After his discharge she took him to the visa-and-registration department. He talked to four officials about becoming a citizen. They'd never heard of him. They didn't know about his meetings with other officials. They told him it would be a while before they'd have an answer.

At his new hotel, the Metropole, he spent three days alone. This was the first of the silences Lee H. Oswald would enter during his two and a half years in the Soviet Union.

He walked the corridors past enormous paintings of Heroes of the Soviet. He took his key from the floor clerk, who wore her hair in braids. He smelled the varnish and tobacco.

In his room he sat in a fancy chair under a chandelier. He set his watch to the clock on the mantel. His watch, his ring, his money and his suitcase neatly packed had all been sent from the first hotel. Everything intact. Not a kopeck missing.

He sketched a rough street plan of Moscow in his notebook, Kremlin at the center.

His third day alone he ate only one meal. He stayed by the phone waiting for an official to call. He tried to read his Dostoevsky. He heard tourists go past his door talking about the sights, the beautiful subway stations, amazing bronze and marble sculpture. There was a statue at the end of the corridor. A nude, life-size. The language was hard. He thought he'd do better with his Dostoevsky.

Oct. 31. I catch a taxi, "American Embassy" I say.

The receptionist asked him to sign the tourist register. He told her he was here to dissolve his American citizenship. Oh. She led him into the consul's office. He selected an armchair to the left side of the desk. He crossed his legs, matter-of-fact.

"I am a Marxist," he began.

The consul adjusted his glasses.

"I know what you're going to say to me. Take some time to think it over.' 'Come back, we'll talk some more.' I'd like to say right now I'm ready to sign the legal papers giving up my citizenship."

The consul said the papers would take time to prepare. He had a look on his face like, Who are you?

"There are certain classified things I learned as a radar operator in the military, which I am saying as a Soviet citizen I would make known to them."

He believed he had the man's attention. He saw the whole scene in some future version. Three days alone. This convinced him he had to reach the point where there was no turning back. Stalin's name was Dzhugashvili. Kremlin means citadel.

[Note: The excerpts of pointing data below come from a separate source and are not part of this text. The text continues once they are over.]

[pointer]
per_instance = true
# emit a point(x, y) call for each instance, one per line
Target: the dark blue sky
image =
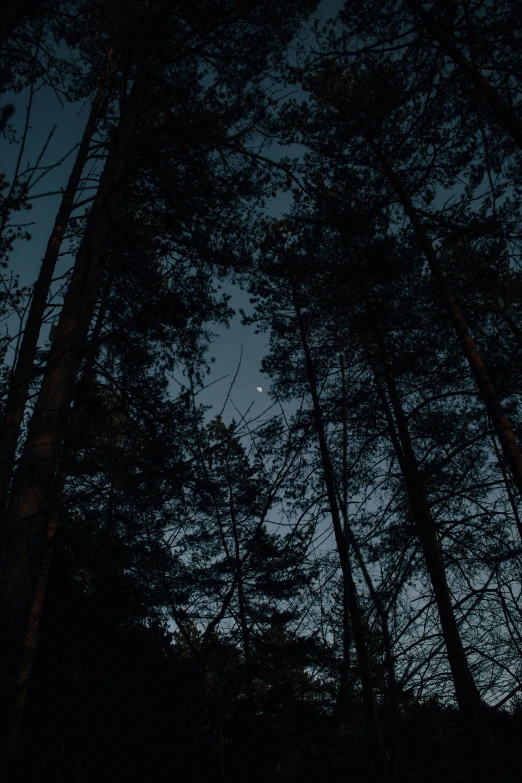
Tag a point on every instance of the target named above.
point(47, 112)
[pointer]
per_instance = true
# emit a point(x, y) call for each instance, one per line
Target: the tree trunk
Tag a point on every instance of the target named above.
point(370, 705)
point(470, 704)
point(501, 110)
point(31, 498)
point(500, 422)
point(21, 375)
point(30, 645)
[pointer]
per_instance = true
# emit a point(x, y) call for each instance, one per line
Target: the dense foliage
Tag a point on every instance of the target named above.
point(332, 592)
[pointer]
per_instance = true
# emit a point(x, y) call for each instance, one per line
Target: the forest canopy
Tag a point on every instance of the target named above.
point(330, 590)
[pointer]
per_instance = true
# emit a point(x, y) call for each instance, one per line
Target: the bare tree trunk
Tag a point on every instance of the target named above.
point(370, 705)
point(501, 423)
point(30, 644)
point(469, 701)
point(21, 374)
point(515, 331)
point(31, 498)
point(505, 116)
point(377, 600)
point(242, 605)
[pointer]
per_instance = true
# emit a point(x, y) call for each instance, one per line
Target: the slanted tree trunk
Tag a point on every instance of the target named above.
point(21, 375)
point(370, 704)
point(501, 423)
point(470, 704)
point(31, 499)
point(504, 115)
point(30, 643)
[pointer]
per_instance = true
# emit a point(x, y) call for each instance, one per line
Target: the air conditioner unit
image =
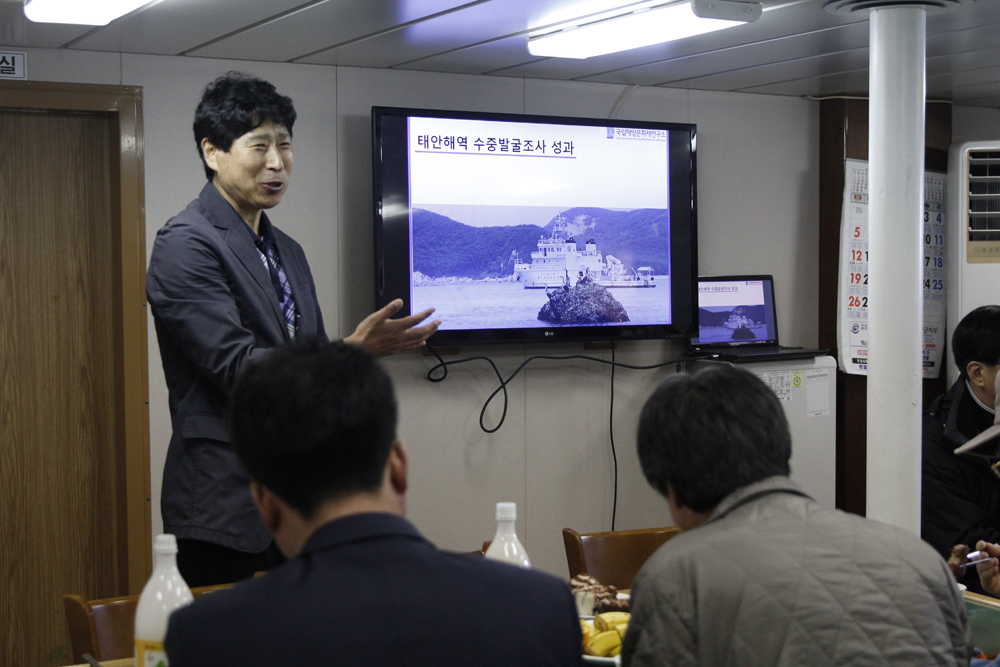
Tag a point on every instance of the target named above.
point(973, 244)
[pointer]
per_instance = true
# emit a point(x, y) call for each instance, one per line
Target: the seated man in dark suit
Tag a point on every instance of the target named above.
point(315, 426)
point(961, 495)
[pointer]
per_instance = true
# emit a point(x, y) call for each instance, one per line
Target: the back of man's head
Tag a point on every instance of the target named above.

J leave Embassy, elated at this showdown. I'm sure Russians will except me after this sign of my faith in them.

He stayed in his room, eating sparely, living on soup for a while, racked by dysentery, nearly two weeks alone, nearly broke, sitting in the plush chair, unshaven, in his button-down shirt and tie.

They moved him to another room, smaller, very plain, without a bath, and charged him only three dollars a day, as if they knew he could no longer afford the regular Intourist rate.

He wrote his name in Russian characters in his steno notebook.

Days of utter loneliness

The first snows fell. He spent eight hours a day studying Russian, serious time, using two self-teaching books. He took all meals in his room, owed money to the hotel, expected a visit from an assistant manager.